He couldn’t do much, as it proved. Almost anyone could wangle an Honorary Badge, but political pull didn’t necessarily mean a police in. The machinery of the law, once started, couldn’t easily be stopped. Luckily the rights of the individual were sacrosanct in this day and age, but that was chiefly because of the development of communication. A criminal simply couldn’t make a getaway. They told Gallegher not to leave Manhattan, secure in the knowledge that if he tried, the televisor system would quickly lay him by the heels. It wasn’t even necessary to set guards. Gallegher’s three-dimensional photo was already on file at the transportation centers of Manhattan, so that if he tried to book passage on a stratoliner or a sea-sled, he could be recognized instantly and sent home with a scolding.

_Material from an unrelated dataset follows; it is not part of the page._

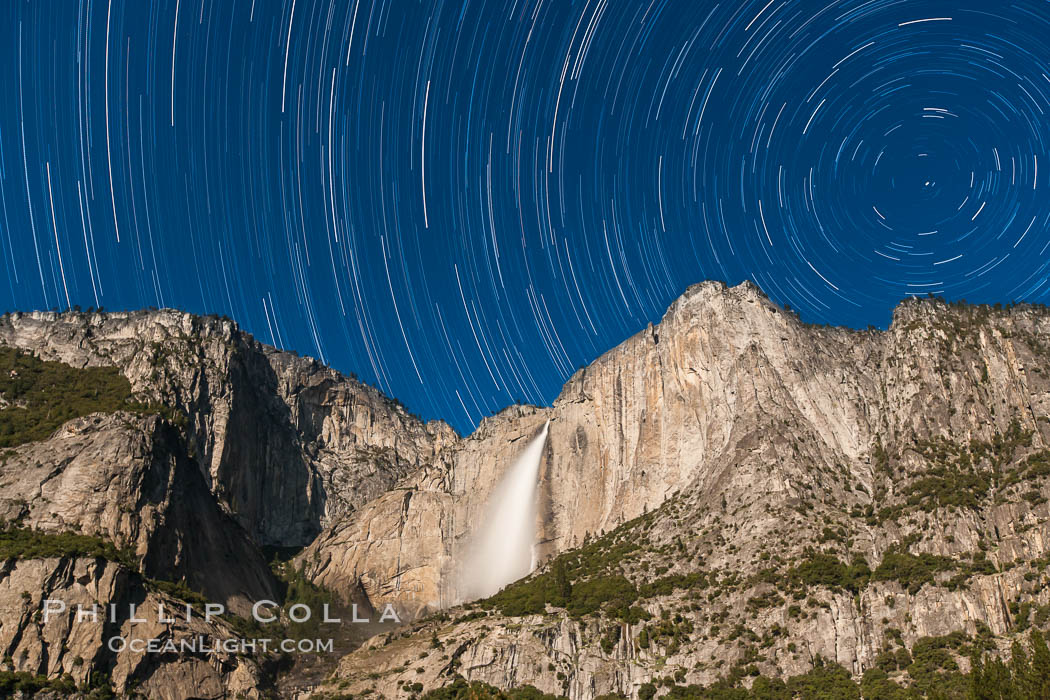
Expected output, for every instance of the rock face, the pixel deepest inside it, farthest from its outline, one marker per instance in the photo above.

The baffled coroner had superintended the removal of the body to the morgue. The police and Cantrell had departed. Grandpa, the three Lybblas, and Gallegher sat in the laboratory and looked dazedly at one another.
“Time machine,” Gallegher said, pressing buttons on his liquor organ. “Bah! Why do I do these things?”
“They can’t prove you’re guilty,” Grandpa suggested.
“Trials cost money. If I don’t get a good lawyer. I’m sunk.”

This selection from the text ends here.